Originally started by @willem in PLR Dev Roadmap 2025 - Q1 & Q2 - #9 by willem. I am specifically responding to posts PLR Dev Roadmap 2025 - Q1 & Q2 - #11 by willem and PLR Dev Roadmap 2025 - Q1 & Q2 - #12 by CamilloMoschner
hardcoding plate information is not great as it a) requires contributors to be python programmers with access to a repository, superuser permissions, and time on their hands etc, and b) requires others to update their code in order to use new (other people’s) plates - which makes it harder on you to have a stable release for a while.
If such definitions would be in a database, or separate file, you can start thinking about crowdsourcing such info, or ask vendors if they can supply it in a certain format, independently of any ongoing coding work.
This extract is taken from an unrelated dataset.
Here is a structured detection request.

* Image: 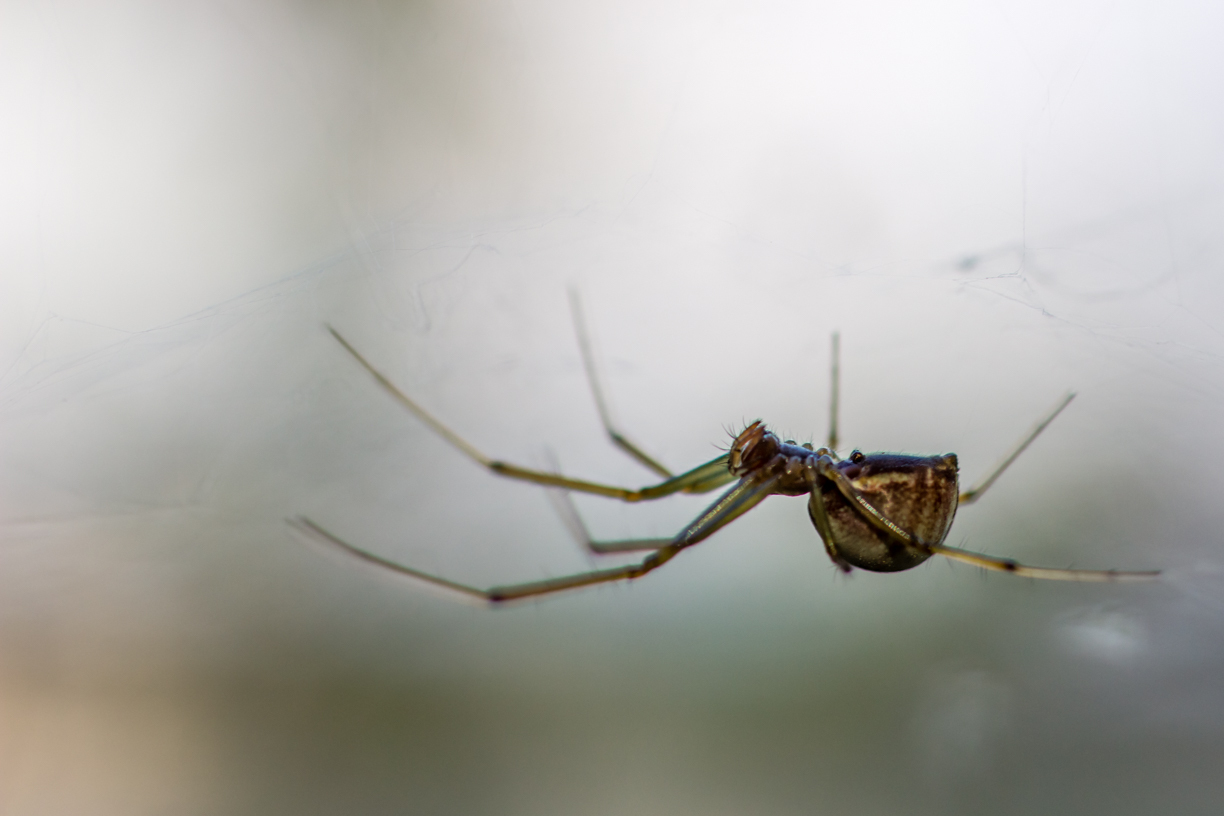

I think I can kind of see what you’re getting at: making the PLR-RL more useful to non-PLR usecases. I think it’s an interesting idea for improving the state of lab automation software. Like separating the PLR-RL from PLR. At one point I was writing a prototype for a system like that: https://github.com/rickwierenga/lwdb
this project is kind of dead (for now) because the added complexity and wanting to do everything is difficult to design from scratch without a clear use case. We (used to) often make changes to the PLR resource ontology, necessitated by specific use cases (which really show what’s needed). Standardization follows implementation. Naming conventions, physical attributes to model, resource relations, etc. When working with non PLR systems, it becomes a headache. The main reason the resource system is in Python/PLR is it’s super easy to iterate on the ontology, write code (for existing contributors), use the definitions, etc.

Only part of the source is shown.